Lactate is a substrate for gluconeogenesis, therefore, blood glucose levels in patients with type II diabetes should be carefully monitored.

Use during pregnancy or lactation.

There is no data on the use of neurocytin in pregnant women. data on the excretion of the drug into breast milk and its effect on the fetus are unknown. therefore, during pregnancy and lactation, the drug is prescribed only when the expected benefit to the mother outweighs the potential risk to the fetus.

The ability to influence the reaction rate when driving vehicles or other mechanisms.

In some cases, some adverse reactions from the central nervous system may affect the ability to drive vehicles or work with mechanisms.

Dosage and administration.

For intravenous administration.

The recommended dose for adults is from 50 ml to 200 ml per day in the form of a drip infusion (40-60 drops per minute).

Treatment: the first 2 weeks of 50-100 ml 2 times a day. The maximum daily dose is 200 ml.

In acute and emergency conditions, the maximum therapeutic effect is achieved if the drug is used in the first 24 hours.

Doses and duration of treatment depend on the severity of brain damage and are set individually.
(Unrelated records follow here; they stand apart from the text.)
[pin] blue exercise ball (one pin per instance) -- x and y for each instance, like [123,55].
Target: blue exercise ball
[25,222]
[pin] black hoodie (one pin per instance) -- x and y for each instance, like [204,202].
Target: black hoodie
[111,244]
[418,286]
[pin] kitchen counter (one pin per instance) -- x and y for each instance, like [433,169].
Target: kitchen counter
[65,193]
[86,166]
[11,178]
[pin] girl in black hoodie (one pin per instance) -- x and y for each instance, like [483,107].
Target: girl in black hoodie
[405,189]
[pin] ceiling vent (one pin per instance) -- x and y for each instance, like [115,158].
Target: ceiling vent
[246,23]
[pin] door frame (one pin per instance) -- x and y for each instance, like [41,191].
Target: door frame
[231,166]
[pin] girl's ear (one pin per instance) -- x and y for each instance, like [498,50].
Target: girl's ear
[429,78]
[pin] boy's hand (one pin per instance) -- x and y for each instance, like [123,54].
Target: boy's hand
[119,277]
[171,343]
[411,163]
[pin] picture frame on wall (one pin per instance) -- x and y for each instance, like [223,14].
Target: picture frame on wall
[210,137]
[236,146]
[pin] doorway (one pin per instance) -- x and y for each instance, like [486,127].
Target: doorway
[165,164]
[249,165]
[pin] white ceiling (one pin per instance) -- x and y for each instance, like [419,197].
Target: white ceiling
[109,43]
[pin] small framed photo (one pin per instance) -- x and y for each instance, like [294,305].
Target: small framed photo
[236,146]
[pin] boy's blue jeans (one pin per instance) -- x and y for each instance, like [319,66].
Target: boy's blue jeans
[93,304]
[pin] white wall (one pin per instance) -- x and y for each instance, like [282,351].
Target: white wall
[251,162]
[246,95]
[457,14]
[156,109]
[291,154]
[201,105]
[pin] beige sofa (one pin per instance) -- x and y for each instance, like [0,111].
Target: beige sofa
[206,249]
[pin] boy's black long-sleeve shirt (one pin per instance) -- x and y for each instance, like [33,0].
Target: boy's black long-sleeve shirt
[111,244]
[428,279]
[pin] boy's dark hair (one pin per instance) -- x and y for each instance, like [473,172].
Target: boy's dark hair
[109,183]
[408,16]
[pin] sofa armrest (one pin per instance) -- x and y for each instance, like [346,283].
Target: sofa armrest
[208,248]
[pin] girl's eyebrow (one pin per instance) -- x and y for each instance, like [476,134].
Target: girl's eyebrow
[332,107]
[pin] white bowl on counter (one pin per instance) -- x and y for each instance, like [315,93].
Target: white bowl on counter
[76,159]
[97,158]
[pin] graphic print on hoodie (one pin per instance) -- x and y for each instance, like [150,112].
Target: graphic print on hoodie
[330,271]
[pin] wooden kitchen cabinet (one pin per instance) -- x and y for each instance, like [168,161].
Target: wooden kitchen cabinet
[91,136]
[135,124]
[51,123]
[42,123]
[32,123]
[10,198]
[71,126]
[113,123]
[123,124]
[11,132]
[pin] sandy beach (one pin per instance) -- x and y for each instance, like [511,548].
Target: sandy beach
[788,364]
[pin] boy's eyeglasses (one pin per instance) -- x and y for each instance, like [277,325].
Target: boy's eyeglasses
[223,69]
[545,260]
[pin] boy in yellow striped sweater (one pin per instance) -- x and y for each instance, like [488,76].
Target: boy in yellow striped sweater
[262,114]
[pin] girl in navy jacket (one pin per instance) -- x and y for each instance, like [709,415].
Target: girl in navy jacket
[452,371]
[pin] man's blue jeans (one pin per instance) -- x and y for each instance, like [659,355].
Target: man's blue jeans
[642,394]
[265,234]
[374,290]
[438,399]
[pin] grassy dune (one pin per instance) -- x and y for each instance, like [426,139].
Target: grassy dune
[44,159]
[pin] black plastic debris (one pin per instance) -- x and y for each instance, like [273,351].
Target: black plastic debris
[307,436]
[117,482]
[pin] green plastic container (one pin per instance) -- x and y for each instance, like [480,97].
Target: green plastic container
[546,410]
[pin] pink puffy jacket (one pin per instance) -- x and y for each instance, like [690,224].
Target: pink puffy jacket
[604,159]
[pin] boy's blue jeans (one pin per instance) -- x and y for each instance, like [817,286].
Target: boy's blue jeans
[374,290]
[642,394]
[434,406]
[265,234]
Elderly patients do not require dose adjustment.

Children.

There is insufficient data regarding the use of the drug in children.

Overdose.

An overdose or too rapid administration of the solution can lead to a violation of the water-electrolyte balance, the phenomena of alkalosis, cardiopulmonary decompensation. in this case, the administration of the drug should be stopped immediately. conduct symptomatic therapy.

The introduction of excess lactate can lead to the development of metabolic alkalosis, which, in turn, may be accompanied by hypokalemia.

Symptoms: mood changes, fatigue, shortness of breath, muscle weakness, polydipsia, polyuria, impaired thinking, arrhythmia. Muscle hypertonicity, twitching, and tetanic cramps can develop in patients with hypocalcemia.

Adverse Reactions

Mental disorders: hallucinations.

From the nervous system: severe headache, dizziness.

From the cardiovascular system: arterial hypertension, arterial hypotension, tachycardia.

From the respiratory system: dyspnea.

From the digestive tract: nausea, vomiting, diarrhea.

Electrolyte imbalance: a change in the level of electrolytes (potassium, calcium, sodium, chlorine) in the blood serum, metabolic alkalosis, chloride acidosis.

Common disorders: hypervolemia.

On the part of the immune system: chills, edema, allergic reactions, including: rash, purpura, itching, angioedema, anaphylactic shock; fever, sweating, coughing, sneezing, shortness of breath, localized or generalized urticaria.

Changes in the place of infusion: inflammation, swelling, rash, itching, erythema, pain, burning, numbness at the site of infusion.

Mental disorders: panic attack.

In case of adverse reactions, the administration of the solution should be discontinued, the patients condition assessed and appropriate assistance provided.

Shelf life.

2 years.

Storage conditions.

Store at a temperature not exceeding 30 ° C in the original packaging. Keep out of the reach of children.

Incompatibility.

The drug should not be mixed with other drugs in the same container, including phosphate and carbonate solutions.

Packaging.

50 ml, 100 ml, 200 ml in a bottle; 1 bottle per pack; 100 ml or 200 ml in containers.

Vacation category.

On prescription.

Manufacturer.

LLC Yuri-Farm

The location of the manufacturer and his address of the place of business.

Ukraine, 18030, Cherkasy, st. Verbovetsky, 108.